Oils that also come from vegetables work as substitutes for corn oil in baking, recipes and on salads. Choices include peanut oil, canola oil, safflower oil or other plant-based, flavorless oil. Olive oil has a distinct taste that may not work well for baking or other recipes. If you normally sauté with corn oil, you can substitute olive oil, a non-stick cooking spray or the other flavorless, plant-based oils.

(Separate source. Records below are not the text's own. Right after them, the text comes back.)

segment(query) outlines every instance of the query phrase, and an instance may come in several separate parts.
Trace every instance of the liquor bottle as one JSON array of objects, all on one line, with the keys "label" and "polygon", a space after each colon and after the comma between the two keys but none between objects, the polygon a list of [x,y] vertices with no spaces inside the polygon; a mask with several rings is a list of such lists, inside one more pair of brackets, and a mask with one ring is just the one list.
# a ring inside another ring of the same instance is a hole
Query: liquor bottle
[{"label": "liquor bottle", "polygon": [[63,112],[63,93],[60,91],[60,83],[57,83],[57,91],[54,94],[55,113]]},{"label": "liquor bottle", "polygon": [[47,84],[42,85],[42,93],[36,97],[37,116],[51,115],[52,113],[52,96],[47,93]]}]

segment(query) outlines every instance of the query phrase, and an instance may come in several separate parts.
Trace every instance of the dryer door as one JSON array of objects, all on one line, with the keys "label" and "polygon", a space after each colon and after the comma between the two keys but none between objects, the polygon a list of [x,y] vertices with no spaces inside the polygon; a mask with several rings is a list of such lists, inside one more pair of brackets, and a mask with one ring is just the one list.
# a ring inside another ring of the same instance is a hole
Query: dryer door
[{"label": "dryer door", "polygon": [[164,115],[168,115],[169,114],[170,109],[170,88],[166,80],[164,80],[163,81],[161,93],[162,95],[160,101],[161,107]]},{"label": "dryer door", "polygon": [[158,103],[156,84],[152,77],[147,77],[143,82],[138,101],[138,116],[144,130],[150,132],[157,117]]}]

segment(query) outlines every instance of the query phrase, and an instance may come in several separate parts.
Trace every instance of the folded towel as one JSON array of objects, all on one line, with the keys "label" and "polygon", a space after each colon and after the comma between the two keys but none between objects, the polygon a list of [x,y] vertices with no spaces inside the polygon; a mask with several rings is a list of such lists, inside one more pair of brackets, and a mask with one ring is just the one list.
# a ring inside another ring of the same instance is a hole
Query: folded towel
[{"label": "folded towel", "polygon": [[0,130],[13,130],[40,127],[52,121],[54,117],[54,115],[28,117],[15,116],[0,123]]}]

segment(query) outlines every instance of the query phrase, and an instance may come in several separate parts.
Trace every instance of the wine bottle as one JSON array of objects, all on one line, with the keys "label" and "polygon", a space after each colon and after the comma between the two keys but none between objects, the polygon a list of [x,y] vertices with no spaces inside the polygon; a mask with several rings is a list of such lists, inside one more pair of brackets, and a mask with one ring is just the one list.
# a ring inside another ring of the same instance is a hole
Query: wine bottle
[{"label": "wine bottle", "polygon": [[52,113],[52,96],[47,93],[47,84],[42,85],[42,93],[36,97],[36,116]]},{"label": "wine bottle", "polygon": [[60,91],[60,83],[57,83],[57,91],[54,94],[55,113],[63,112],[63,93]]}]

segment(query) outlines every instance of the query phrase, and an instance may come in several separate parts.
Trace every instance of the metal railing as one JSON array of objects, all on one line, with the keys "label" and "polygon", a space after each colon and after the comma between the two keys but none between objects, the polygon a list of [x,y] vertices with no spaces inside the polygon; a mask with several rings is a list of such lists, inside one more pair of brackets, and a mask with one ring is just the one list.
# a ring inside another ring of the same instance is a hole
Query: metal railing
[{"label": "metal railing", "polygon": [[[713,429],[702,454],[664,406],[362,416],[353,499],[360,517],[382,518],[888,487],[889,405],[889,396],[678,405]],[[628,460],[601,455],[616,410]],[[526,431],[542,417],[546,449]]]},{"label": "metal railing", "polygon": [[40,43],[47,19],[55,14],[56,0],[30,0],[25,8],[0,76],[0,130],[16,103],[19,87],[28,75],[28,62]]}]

Use the same amount of oil for substitutions that you would use of corn oil; you don't need to adjust any measurements.
A single tablespoon of corn oil has 120 calories, a total 13.6 g of fat, 1.94 mg of vitamin E and not much else. It has no cholesterol. The same calories and nutritional values come with canola, safflower, olive and peanut oils.
What About Soy?
Soybean oil is a possible substitution for corn oil if you don’t mind slightly increasing your saturated fat intake. While the calorie count and overall fat content is the same, soybean oil contains 2.1 g of saturated fat, 3.1 g of monosaturated fat and 7.9 g of polyunsaturated fat. It contains no cholesterol. Soybean oil can replace corn oil for sauteing but it has a slight taste that might not work well for baking, recipes and salads. Use the same amount of soybean oil as you would corn oil.
What Not to Use
Since corn oil is a beneficial fat, substituting it with a potentially harmful fat is not the healthiest move. This means steering clear of heavy doses of saturated fat and trans fat. Saturated and trans fat can come from animal food sources, although trans fat is usually the product of processed unsaturated fat. Fats that are solid at room temperature are the culprits. They include butter, margarine sticks, shortening, pork and beef fat.